Editorial

El Presidente viola la Constitución y la Corte lo tolera

Por: Jorge Javier Romero Vadillo

Dentro de mil 36 días se cumplirá el plazo para el completo retiro de las Fuerzas Armadas de tareas de seguridad, de acuerdo con lo establecido por el artículo 5 transitorio de la reforma constitucional por la cual se creó la Guardia Nacional, pero el Gobierno no solo no ha dado paso alguno para lograr ese objetivo, sino que ha seguido aplicando el “Acuerdo por el que se dispone de la Fuerza Armada permanente para llevar a cabo tareas de seguridad pública de manera extraordinaria, regulada, fiscalizada, subordinada y complementaria”, del 11 de mayo de 2020, que, sin embargo, no cumple con ninguno de los enunciados establecidos en su título, pues en realidad es una autorización del Ejecutivo para que el Ejército y la Marina actúen de forma arbitraria, pues los autoriza realizar detenciones, incautar bienes y preservar el lugar de hechos delictivos en todo el país, tareas que constitucionalmente le corresponden a las autoridades civiles, sin regulación clara y sin otra fiscalización que el de los órganos internos de los propios cuerpos castrenses, sin sujeción a las leyes de transparencia.

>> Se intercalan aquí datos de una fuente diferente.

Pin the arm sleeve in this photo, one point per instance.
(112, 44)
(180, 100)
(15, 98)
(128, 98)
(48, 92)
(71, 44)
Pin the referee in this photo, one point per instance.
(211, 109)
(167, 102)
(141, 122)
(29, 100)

El acuerdo que ha cumplido ya un año vigente, a pesar de la controversia constitucional presentada por la Presidencia de la Cámara de Diputados ante la Suprema Corte de Justicia, no subordina el uso de las Fuerzas Armadas a las autoridades civiles; por lo contrario, ha servido para afianzar la preponderancia del Ejército y de la Marina en la seguridad pública. La dilación de la Corte en resolver la controversia sobre la atribución del Ejecutivo para expedir ese mandato, que no cumple con las exigencias establecidas por el transitorio constitucional más que en el título, muestra la tolerancia reiterada del máximo tribunal con las reiteradas violaciones constitucionales del Presidente de la República.

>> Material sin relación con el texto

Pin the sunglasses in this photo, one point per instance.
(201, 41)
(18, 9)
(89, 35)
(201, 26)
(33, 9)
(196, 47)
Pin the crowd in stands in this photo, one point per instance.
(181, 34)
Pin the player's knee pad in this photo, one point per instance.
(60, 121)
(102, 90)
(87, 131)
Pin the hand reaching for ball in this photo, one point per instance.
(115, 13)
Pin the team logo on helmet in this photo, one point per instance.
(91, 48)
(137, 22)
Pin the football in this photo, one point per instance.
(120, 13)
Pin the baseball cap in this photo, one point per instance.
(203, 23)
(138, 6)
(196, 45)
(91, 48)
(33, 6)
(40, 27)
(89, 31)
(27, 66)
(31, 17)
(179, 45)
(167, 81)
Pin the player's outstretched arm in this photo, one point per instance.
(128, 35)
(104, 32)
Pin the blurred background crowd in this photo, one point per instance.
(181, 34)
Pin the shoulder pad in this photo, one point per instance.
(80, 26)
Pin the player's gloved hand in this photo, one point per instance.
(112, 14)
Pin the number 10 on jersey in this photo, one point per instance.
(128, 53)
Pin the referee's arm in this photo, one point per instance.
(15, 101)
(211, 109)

También ha violado sistemáticamente la Constitución el Gobierno en cuanto a la integración y desarrollo de la Guardia Nacional, establecido en el artículo 21 de la ley suprema como un cuerpo civil de seguridad. Sin embargo, tanto sus mandos como la mayoría de sus integrantes son militares, con entrenamiento de guerra, no de seguridad ciudadana, y actúa en la práctica como si de un cuerpo más de las Fuerzas Armadas se tratase.

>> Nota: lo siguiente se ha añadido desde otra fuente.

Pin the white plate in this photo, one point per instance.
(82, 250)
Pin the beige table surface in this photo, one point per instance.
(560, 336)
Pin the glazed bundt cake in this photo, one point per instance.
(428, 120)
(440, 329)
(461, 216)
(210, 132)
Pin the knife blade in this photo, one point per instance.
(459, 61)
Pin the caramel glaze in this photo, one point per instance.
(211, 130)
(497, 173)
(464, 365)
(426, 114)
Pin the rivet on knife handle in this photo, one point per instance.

No hay indicio alguno de la existencia de un proceso para garantizar la metamorfosis de la Guardia Nacional en una organización policial moderna, entrenada para operar no con lógica de guerra y disciplina militar, sino como cuerpo profesional de carácter civil, de actuación transparente, en estricto apego a la legalidad, de manera que cumpla con todos los requerimientos judiciales y respete inequívocamente los derechos humanos, cosa que a las Fuerzas Armadas les cuesta mucho trabajo y cumplen a regañadientes, como dejó claro el Secretario de Marina con sus declaraciones de la semana pasada.

Los dichos del Secretario de Marina muestran una actitud recurrente en las Fuerzas Armadas: eso de andar respetando derechos humanos es una monserga, una lata que entorpece su actuación. Lo suyo es la eficacia para “abatir” enemigos, no la delicada tarea de detener con pruebas para ganar juicios. La justicia, con sus complejos procedimientos, estorba en la tarea de acabar con el adversario.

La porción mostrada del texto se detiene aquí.